Morgan Housel’s top beliefs
* Note: this is a backdated post on notes I took in the past, edited for clarity
Morgan Housel wrote about his top beliefs on business and investing here, and I particularly liked the points below:
- “Investing is a game of probabilities, and almost all probabilities are less than 100%. […] Being wrong is part of the process. Survival is the only road to riches.”
- The prerequisite for success is survival. Don’t put yourself in a position to get taken out
- “The best results happen when your interests align with others’.”
- As I’ve written about on my bio page, I think understanding incentives and having incentive alignment is critical. Morgan writes about incentives a couple paragraphs down.
- “Many failures can be traced to the pointless pursuit of arbitrary benchmarks.”

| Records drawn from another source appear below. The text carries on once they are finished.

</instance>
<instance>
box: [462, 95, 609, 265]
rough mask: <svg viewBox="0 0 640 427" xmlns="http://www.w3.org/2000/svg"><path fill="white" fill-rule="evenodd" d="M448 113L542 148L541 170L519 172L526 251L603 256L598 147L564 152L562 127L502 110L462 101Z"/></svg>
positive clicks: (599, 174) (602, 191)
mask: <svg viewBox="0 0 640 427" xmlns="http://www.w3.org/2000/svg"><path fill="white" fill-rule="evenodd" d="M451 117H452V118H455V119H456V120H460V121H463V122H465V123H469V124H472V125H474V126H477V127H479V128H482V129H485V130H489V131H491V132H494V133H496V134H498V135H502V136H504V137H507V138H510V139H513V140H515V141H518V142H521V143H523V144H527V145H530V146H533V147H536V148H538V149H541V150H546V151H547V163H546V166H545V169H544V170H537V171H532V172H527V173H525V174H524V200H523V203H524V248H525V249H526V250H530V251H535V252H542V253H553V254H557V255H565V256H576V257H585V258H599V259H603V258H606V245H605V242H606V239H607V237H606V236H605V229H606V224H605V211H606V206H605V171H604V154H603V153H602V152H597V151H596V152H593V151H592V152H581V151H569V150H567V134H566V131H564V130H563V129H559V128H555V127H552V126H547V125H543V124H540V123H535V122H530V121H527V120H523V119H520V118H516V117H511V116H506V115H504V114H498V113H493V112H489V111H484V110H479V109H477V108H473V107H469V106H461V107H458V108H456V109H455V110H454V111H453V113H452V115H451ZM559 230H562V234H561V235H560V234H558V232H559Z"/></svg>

- As Goodhart’s Law would have you believe, when a measure becomes a target, it ceases to be a good measure. I do believe metrics and measurement is important. However know if you’re judging actual performance, or a proxy of that performance
- “There are five sources of edge: 1) Learn faster than your competition, 2) empathize with stakeholders more than your competition, 3) communicate more effectively than your competition, 4) be willing to fail more than your competition, and 5) wait longer than your competition.”
- I think the informational edge from (1) is fleeting. The post on tortoises vs hares and willingness to fail can elaborate on point (4). I firmly believe in point (5), given how loosely the phrase ‘long-term’ is thrown around in investing with different interpretations.